十三、由愛生憂(2)
看柳雲若靜靜地伏在凳子上,虔誠的姿勢裏卻有疏遠與抗拒的味道,宣德攥緊了拳頭,他是皇帝,隻可以被順從,不可以被違逆,誰都不行。何況今晚也必須給他些責罰,不然當著這麽多太監的麵,自己的威嚴如何維持?他咬了咬牙壓下心頭的不忍,衡量了一下,二十板子,不至於有太嚴重的傷害,便盡量壓著嗓子讓聲音聽起來冰冷些:“那你就先替他領了這二十板!”
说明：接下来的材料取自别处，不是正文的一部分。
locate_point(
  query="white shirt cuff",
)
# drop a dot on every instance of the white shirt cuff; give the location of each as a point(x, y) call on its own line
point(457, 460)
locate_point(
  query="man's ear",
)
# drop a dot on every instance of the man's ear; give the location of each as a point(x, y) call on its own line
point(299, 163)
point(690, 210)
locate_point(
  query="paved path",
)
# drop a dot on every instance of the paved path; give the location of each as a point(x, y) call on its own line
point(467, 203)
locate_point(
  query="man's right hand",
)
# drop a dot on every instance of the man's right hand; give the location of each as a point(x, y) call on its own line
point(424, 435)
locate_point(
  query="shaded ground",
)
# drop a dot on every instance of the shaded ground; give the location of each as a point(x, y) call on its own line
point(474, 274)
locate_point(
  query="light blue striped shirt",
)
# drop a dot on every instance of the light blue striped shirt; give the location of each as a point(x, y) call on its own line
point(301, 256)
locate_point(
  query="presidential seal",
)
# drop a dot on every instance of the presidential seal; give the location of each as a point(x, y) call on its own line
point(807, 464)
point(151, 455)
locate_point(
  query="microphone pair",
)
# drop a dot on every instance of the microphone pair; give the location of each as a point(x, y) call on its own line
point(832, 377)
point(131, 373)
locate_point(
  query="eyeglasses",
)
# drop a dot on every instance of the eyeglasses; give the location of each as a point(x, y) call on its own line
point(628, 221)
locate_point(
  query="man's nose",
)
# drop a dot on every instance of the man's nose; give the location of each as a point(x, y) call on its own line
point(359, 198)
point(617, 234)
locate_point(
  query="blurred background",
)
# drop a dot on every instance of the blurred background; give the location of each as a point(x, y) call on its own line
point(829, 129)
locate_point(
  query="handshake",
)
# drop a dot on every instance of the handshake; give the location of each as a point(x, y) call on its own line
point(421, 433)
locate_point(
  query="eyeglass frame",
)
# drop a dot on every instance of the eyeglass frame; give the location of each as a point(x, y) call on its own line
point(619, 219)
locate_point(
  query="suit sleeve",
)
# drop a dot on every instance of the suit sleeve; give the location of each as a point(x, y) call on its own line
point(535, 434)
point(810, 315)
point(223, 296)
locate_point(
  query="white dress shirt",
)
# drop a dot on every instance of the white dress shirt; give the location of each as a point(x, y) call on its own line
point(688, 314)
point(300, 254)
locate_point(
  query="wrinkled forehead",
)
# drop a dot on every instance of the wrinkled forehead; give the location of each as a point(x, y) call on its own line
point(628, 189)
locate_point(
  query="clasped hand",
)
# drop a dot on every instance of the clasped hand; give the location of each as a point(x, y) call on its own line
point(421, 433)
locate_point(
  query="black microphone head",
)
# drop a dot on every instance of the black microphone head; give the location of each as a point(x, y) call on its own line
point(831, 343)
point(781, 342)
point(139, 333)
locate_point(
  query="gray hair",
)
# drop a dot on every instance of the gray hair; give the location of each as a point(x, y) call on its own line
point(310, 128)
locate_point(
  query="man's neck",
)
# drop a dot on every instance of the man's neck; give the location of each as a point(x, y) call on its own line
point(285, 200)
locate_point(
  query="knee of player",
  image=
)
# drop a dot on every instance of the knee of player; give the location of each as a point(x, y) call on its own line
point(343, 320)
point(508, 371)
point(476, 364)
好久沒有挨打了,柳雲若想起上一次差點兒要了他命的那頓鞭子心裏有些忐忑。窄窄的長凳讓他連個可以抓的地方都沒有,他隻好張開雙臂將凳子環抱住,好使等會兒不至於疼極了從凳子上摔下來。
這姿勢顯得有些孤單而無助,宣德微微皺了下眉。板子“呼”得一聲揚起來,一瞬間房中咬緊牙關的人不止柳雲若一個。
可是咬緊牙關也僅僅夠他支撐了四下,打在臀峰上的第五板痛得柳雲若狠狠掙紮了一下,喉嚨也發出一聲低呼。宣德向黃儼一揚下巴:“你去幫他個忙。”
黃儼忙躬身稱“是”,過去壓住了柳雲若的雙腳,眼前是兩隻大板子此起彼落。雖說本來就是他連累了自己,可是手上感受到那個身體在疼痛下的顫抖,他心裏竟有種莫名的歉疚和感動。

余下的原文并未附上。